Однажды (вспоминал Мхатр) стакан посетил весьма любезный дух, такой вот дружелюбный парень, глянь-ка, что я подумал, не задать ли ему несколько более серьёзных вопросов. Есть ли Бог, и стакан, который прежде бегал кругами, как мышь, или вроде того, замер, будто мёртвый, посреди стола, без движения, полный футт, капут[28]. Так, хорошо, сказал я, не хочешь отвечать на это, так попробуй тогда другое, и я выпалил вот что: есть ли Дьявол. После этого стакан — бап-ре-бап[29]! — затрясся — приготовь свои уши! — сперва тихо-тихо, затем быстрей-быстрей, как желе, и вдруг ка-ак прыгнет! — ай-вай! — со стола в воздух, как рванёт в сторону и — ох-хо! — разобьётся на тысячу и один осколок! Верь не верь, сказал Бабасахиб Мхатр своему подопечному, но так-и-тогда выучил я свой урок: не суйся, Мхатр, в то, чего не постиг.

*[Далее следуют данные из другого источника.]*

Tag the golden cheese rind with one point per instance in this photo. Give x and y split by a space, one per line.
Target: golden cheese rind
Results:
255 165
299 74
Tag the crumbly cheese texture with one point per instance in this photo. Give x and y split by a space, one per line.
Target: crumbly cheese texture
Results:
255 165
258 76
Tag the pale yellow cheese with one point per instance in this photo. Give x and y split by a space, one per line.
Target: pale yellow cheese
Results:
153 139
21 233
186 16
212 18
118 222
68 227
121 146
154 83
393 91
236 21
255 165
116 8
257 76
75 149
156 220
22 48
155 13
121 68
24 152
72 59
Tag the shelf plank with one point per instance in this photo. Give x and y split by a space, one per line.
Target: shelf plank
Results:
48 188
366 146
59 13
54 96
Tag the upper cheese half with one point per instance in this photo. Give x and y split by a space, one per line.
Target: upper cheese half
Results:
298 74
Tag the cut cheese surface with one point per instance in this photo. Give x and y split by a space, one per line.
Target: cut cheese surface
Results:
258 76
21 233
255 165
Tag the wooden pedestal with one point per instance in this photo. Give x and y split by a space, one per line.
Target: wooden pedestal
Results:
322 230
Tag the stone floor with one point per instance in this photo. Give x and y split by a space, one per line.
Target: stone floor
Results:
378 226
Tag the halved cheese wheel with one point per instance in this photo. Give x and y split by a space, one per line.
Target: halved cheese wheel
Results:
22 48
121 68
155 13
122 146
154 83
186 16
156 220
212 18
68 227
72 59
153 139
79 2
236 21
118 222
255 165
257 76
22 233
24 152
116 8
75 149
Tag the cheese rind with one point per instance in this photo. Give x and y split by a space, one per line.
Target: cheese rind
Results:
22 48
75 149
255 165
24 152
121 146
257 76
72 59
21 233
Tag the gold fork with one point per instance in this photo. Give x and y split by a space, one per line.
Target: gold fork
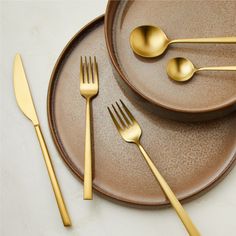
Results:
130 131
88 89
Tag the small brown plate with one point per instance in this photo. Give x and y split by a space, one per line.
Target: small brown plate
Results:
209 94
191 156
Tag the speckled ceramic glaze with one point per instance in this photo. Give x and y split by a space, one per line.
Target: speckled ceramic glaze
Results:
191 156
209 94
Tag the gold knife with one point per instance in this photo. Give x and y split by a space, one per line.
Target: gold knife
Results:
25 102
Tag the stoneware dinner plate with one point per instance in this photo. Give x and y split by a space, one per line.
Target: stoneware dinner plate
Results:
192 157
209 94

Эта история глубоко засела в сознании юного слушателя, который даже до смерти матери был убеждён в существовании потустороннего мира. Иногда, когда он оглядывался вокруг (особенно в полуденный зной, когда воздух становился вязким), видимый мир, его особенности, обитатели, предметы, казалось, проглядывали сквозь атмосферу подобно скоплению горячих айсбергов, и у него возникала мысль, что все они продолжались за поверхностью жидкого воздуха: люди, автомобили, собаки, киноафиши, деревья, девять десятых реальности были скрыты от его взора. Ему достаточно было моргнуть, чтобы иллюзия растаяла, но ощущение этого никогда не покидало его. В нём росла вера в Бога, ангелов, демонов, ифритов{67}, джиннов{68}: столь прозаичная, будто это были воловьи упряжки или фонарные столбы, и это порождало его разочарование в собственном зрении за то, что ему ни разу не удавалось увидеть привидение. Он мечтал встретить волшебного оптика, чтобы купить у него пару изумрудных очков{69}, которые исправили бы его прискорбную близорукость и помогли бы видеть сквозь плотный, ослепляющий воздух невероятный мир под ним.

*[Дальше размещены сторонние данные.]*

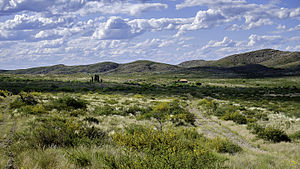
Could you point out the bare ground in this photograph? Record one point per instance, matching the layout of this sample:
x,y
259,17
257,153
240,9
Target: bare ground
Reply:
x,y
213,129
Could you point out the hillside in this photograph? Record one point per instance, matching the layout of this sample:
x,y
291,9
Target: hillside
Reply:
x,y
144,66
104,67
261,63
266,57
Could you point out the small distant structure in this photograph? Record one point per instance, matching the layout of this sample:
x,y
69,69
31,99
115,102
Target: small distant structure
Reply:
x,y
96,78
182,81
198,83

От своей матери Неймы Наджмуддин он слышал много историй о Пророке{70}, и если в её версию вкрадывались неточности, он не хотел даже знать, каковы они. «Каков человек! — думал он. — Какой ангел не пожелает разговаривать с ним?» Иногда, тем не менее, он ловил себя в процессе возникновения богохульных мыслей; например, когда он ложился спать в своей постели в резиденции Мхатра и его думы дрейфовали без усердного контроля рассудка, засыпающее воображение начинало сравнивать его состояние с таковым Пророка в те времена, когда тот, осиротевший и лишившийся поддержки, успешно взялся за работу управляющим делами богатой вдовы Хадиджи{71}, после чего ещё и женился на ней. Скользя по просторам сна, он видел себя сидящим на усыпанном розами помосте и застенчиво улыбающимся под сарипаллу[30], которой скромно прикрывал лицо, пристально разглядывая в лежащем на коленях зеркальце черты своего нового мужа, Бабасахиба Мхатра, любовно приближающегося к нему, чтобы отодвинуть ткань. Этот сон о свадьбе с Бабасахибом заставлял его просыпаться в горячем румянце стыда, после чего он всерьёз обеспокоился порочным складом своего ума, который производил такие ужасные видения.

вернуться

28

Футт, капут — оба этих рифмующихся слова (первое — хинди, второе — немецкое) обозначают завершение чего-либо.

вернуться

29

Бап-ре-бап (хинди) — междометие, буквально значащее примерно «отец отцов» («Батюшки!», «Отцы родные!»). Вольный перевод — «о боже!», «господи!», «силы небесные!» и т. п.

вернуться

30

Сарипаллу (хинди) — сари со свободно свисающим концом, которым женщины-мусульманки обычно прикрывают лицо.